Our major concern this week is the LA Tenants Union and their fight for rent forgiveness during COVID-19. As cities back into lockdown and Congress debates more aid, community funds like this one are trying to make sure people can stay in their homes and still eat while they are away from work and the economy they are accustomed to. You can donate directly to the #FoodNotRent Solidarity Fund and even make your donation recurring for six months. The site also has a step by step guide for LA residents to join their local rent strike. Times are tough, but we can support each other!

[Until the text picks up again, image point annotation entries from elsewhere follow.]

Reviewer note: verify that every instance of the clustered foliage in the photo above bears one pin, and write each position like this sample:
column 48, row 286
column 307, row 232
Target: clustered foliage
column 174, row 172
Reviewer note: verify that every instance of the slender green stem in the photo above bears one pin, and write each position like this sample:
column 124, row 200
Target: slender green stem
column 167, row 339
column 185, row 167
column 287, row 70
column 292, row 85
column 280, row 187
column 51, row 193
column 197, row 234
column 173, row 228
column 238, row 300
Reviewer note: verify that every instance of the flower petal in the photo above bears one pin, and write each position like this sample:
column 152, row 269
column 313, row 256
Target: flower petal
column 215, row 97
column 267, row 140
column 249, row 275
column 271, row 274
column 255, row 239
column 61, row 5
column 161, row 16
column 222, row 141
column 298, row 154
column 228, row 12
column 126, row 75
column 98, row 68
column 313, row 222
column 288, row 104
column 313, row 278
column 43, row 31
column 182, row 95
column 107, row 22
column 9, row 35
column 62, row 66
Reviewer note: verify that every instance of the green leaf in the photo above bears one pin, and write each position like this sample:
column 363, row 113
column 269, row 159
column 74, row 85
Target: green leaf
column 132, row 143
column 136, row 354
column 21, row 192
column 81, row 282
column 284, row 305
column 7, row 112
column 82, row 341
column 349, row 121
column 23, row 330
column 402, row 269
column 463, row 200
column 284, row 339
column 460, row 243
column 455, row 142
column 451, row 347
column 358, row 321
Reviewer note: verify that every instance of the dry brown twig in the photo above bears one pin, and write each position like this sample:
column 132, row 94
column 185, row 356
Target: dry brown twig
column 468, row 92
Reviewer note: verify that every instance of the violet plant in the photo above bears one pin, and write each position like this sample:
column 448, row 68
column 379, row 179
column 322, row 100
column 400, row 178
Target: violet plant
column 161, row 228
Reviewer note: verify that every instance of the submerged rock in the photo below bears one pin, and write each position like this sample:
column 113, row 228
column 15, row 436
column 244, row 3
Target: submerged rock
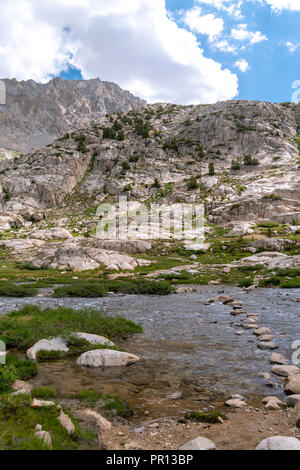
column 277, row 358
column 20, row 386
column 292, row 386
column 93, row 339
column 279, row 443
column 41, row 403
column 200, row 443
column 50, row 234
column 292, row 400
column 267, row 345
column 106, row 358
column 285, row 371
column 54, row 344
column 66, row 422
column 45, row 437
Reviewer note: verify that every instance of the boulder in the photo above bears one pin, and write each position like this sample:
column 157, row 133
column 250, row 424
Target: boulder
column 272, row 405
column 50, row 234
column 66, row 422
column 241, row 228
column 279, row 443
column 285, row 371
column 277, row 358
column 19, row 246
column 41, row 403
column 45, row 437
column 82, row 258
column 267, row 345
column 130, row 247
column 200, row 443
column 292, row 400
column 266, row 338
column 296, row 415
column 235, row 403
column 93, row 339
column 102, row 422
column 262, row 331
column 106, row 358
column 20, row 386
column 292, row 386
column 54, row 344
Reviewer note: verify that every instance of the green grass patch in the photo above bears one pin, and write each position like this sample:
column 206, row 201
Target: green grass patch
column 12, row 290
column 18, row 425
column 95, row 289
column 200, row 417
column 88, row 397
column 46, row 356
column 44, row 393
column 22, row 328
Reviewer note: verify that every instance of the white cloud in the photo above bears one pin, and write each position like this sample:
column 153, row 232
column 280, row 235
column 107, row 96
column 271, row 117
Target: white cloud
column 292, row 46
column 242, row 65
column 203, row 24
column 135, row 44
column 224, row 46
column 279, row 5
column 240, row 33
column 231, row 7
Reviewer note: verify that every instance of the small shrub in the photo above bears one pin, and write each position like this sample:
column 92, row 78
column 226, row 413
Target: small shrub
column 89, row 396
column 43, row 392
column 211, row 418
column 192, row 184
column 8, row 374
column 211, row 169
column 246, row 282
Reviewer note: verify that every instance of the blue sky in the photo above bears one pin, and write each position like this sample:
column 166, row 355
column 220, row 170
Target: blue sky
column 180, row 51
column 274, row 64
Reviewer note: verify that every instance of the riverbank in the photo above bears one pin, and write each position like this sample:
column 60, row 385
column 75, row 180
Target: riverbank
column 191, row 359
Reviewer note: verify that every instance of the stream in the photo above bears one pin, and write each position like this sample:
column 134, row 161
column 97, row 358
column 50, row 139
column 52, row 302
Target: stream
column 188, row 347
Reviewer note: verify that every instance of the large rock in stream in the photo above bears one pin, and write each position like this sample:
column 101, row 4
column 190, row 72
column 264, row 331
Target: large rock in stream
column 106, row 358
column 54, row 344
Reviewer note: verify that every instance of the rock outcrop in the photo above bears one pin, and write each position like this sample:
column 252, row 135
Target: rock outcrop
column 36, row 113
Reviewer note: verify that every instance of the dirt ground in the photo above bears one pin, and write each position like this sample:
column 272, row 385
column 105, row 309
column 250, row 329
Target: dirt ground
column 243, row 430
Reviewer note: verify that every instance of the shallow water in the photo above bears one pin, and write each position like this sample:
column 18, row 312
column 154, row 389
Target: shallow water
column 186, row 346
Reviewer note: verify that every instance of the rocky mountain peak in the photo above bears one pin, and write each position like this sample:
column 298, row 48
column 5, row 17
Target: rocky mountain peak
column 35, row 113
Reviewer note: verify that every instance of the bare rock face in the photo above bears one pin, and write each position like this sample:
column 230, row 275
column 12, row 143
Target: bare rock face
column 106, row 358
column 292, row 386
column 37, row 113
column 158, row 152
column 83, row 258
column 50, row 234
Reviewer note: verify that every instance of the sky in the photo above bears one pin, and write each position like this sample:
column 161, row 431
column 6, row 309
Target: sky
column 179, row 51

Assorted Internet Detritus
Cate: As usual, I'm thinking about cops this week. Specifically, I'm reading Alyssa Rosenberg on why we should go for the jugular and just cancel all cop shows. I'm also moving soon, so I'm thinking a lot about mattresses now that I've had to buy one myself for the very first time. This essay about scamming the free return period of online mattress companies was a fun if not particularly informative read. Zosha and I also recently watched Netflix's The Baby-Sitters Club and it was perfect, wholesome summer viewing. I loved this essay about the origins of Claudia Kishi's "iconic" see-through landline phone and I even made a stop by NPR's Pop Culture Happy Hour to talk about baby-sitting as essential labour!
Zosha: Have you often bandied about with your friends over whether the electoral college should cease existing? If so then here's some more fodder for the fire: turns out the states invested in keeping it are not the small ones (as is oft discussed) but rather the southern ones, invested in the white supremacy of it all. I also caught up with this old but no less interesting feature from Kyle Turner about why a non-white James Bond isn't a simple matter of swapping Idris an actor of color into the role. Also my dear friend Eleanor wrote about how wfh presents distractions (and how that might not actually matter for the bottom line?)!